Kern watched Perot devote dollars and personal attention at UT Southwestern to issues impacting patients, including Gulf War veterans suffering from Gulf War Syndrome.
“When veterans would come to his attention, he would arrange for them to get the care that they were lacking,” Wildenthal said. “It wasn't just a matter of writing a check, he would come to the hospital himself in the morning or night. He was always going out of his way to create a personal connection. He knew all of the students in the programs he supported.”
But for those in commercial real estate who met Perot, the legend was never a legend in his own mind. He was humble, funny and warm.
Younger Partners broker Tim Cox went to the same church as Perot and ran into the business leader on Election Day in 1996. Perot was on the ballot, but drove himself to the voting site.
“I held the door for him as he went to cast his vote at the Marsh Lane business center here in Dallas,” Cox said. “He was by himself.”
Cox fondly remembers the humility Perot showed that day. Perot cast a vote in an election where he was one of the candidates and left with no entourage or grandiose behavior.
“There is only one Ross Perot Sr., and there will never be another one,” Cox said. “He cut the widest groove that we have ever seen in our industry. He built when people didn’t think anything needed to be built.”
One of things Perot built to last was trust and friendship. Younger Partners broker John St. Clair remembers his first visit to Perot's office as a rookie broker in the 1980s. St. Clair was a bit nervous before he arrived.
When he reached Perot’s office, Perot emerged from behind his desk in a dark suit and white tennis shoes.
“I look down at him, because I’m 6’2", and I glance down at his shoes,” St. Clair said. “And, he said, 'Don’t worry, when I leave my office, I will have my dress shoes on. I want to be comfortable when I am up here.'”
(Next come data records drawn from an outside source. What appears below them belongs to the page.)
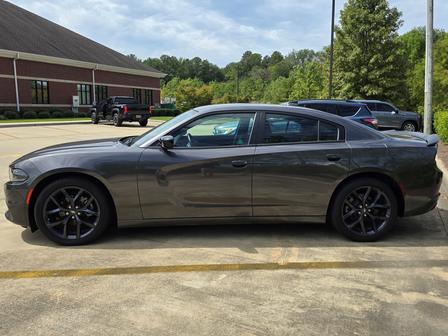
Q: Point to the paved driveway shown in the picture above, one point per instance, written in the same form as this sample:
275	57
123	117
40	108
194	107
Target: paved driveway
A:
218	280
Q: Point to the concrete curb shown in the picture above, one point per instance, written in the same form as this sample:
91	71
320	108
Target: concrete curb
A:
53	123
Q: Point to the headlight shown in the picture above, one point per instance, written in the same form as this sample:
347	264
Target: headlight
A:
17	175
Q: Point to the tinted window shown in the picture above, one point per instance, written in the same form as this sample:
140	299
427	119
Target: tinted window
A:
328	132
384	107
347	110
371	106
286	128
230	129
125	100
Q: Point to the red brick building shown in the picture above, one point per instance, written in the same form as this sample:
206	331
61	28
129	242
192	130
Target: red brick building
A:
43	65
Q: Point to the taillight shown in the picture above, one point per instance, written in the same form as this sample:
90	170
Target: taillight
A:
371	121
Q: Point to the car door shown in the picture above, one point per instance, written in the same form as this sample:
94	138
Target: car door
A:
208	173
297	164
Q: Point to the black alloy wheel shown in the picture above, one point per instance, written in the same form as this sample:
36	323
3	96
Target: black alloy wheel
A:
72	211
364	210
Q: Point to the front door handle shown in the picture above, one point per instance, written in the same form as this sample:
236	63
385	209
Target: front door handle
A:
239	163
333	157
“I was sort of star-struck and he had white tennis shoes on. He was just like everybody else, and he wanted to be comfortable.”
For Meurer, who knew Perot for 51 years, his passing was expected but still shocking given his larger-than-life persona.
“It’s a great loss to Texas, it’s a great loss to Dallas and the country,” Meurer said. “On the other hand, we were so lucky to have Ross Perot on this planet at this time because I think he did an awful lot of good things that had a great effect on many people, and I think the book is still being written on that.”